Increasing the numbers does two things though. It allows challenges to scale with competency levels (since DC 15 is rough for a 5th level cleric, but easy for a 25th) and give the PCs a sense of accomplishment (I just jumped a 15' gap! I never did that before) setting the DCs at 5 or even 0 is not even worthy of a die-roll. Its a formality.
Celebrim said:
In both cases, pursuit is going to come from those characters where athletics is their thing, and the other characters aren't going to shine (or shine as much) or they are going to use one of their strengths to face the challenge in their fashion (cleric summons a flying create to use as transport, wizard casts fly, fighter resorts to long range missile fire to take down imp, etc.) Or, rogue gets to jump across the rings two at a time (awesome!) and the rest scramble along behind as best as they can while reminding themself what the 'Use Rope' skill is for.
For the example, I stated the idea of the wizard maybe having fly to circumvent the obstacle, but not every caster has the proper spell to counter the obstacle at hand. Sure, missile weapons, summons, or even rope and pitons are all acceptable (and useful) alternatives, but I was specifically speaking of the option of JUMPING across the pit and how SAGA gave the other PCs a bit more of an edge at making the same DC as the rogue who specialized in it (and still allowed the rogue to shine). Heck, I was trying to find a way to make it LESS encumbrant on magical items, spells and goodies (to remove the "Don't worry, I'll teleport us" bypass that PCs love and DMs bemoan.
Celebrim said:
Except, as I've shown, that's exactly what you've still got. You've run into a famous engineering law: "if the probability of something isn't 0, then its damn close to 1." In this case, if the character's probability of succeeding in each step isn't 95%, then the chance of failure is nearly 100%...
So fighters have a 100% chance to miss AC 15 with a +14 to hit since they always miss on a 1? You seem to be arguing that since a PC isn't guaranteed success, a +14 is the same as a +1.

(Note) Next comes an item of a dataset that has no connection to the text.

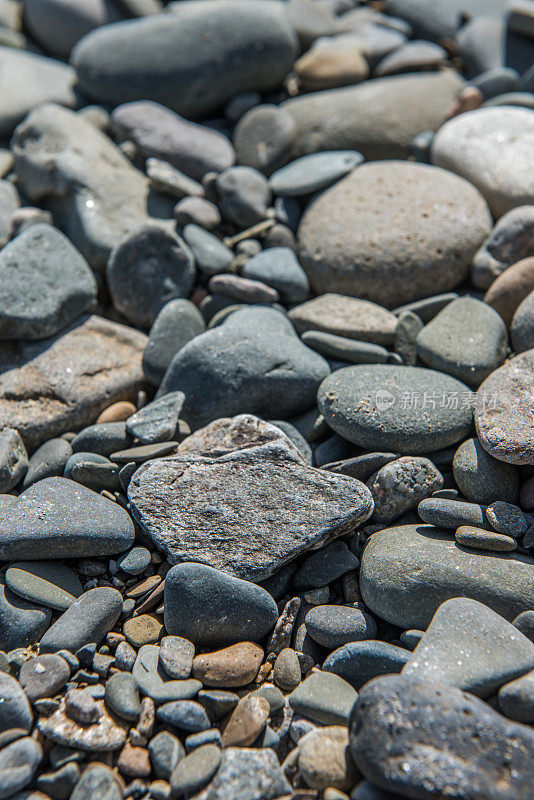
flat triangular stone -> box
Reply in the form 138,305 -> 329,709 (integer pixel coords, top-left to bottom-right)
402,597 -> 534,697
128,441 -> 373,581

Listen, I could re-write a scenario which better describes the idea and better handles the math, but it would be a waste of typing. The moral of my story (which seems to have gotten lost in your picking apart my numbers) is that skills in 3.X are binary, you either have them or you don't. Thus, any encounter that relies on a skill (ride, swim, jump, climb, stealth, etc) ends up one guy having LOTS of fun because he invested in X skill and three guys standing around doing nothing. And in an RPG, I HATE standing around doing nothing. Give me a small chance to get in on the fun. SAGA's system gives me that small chance to succeed but doesn't reduce the challenge to that the PCs who invested in it feels cheapened (if the jump DC is only 5 so that the cleric can make it, why did I put 10 ranks in jump and not something else?). If it means I can use more obstacles in my game rather than flat, 10x10 rooms, its fine with me.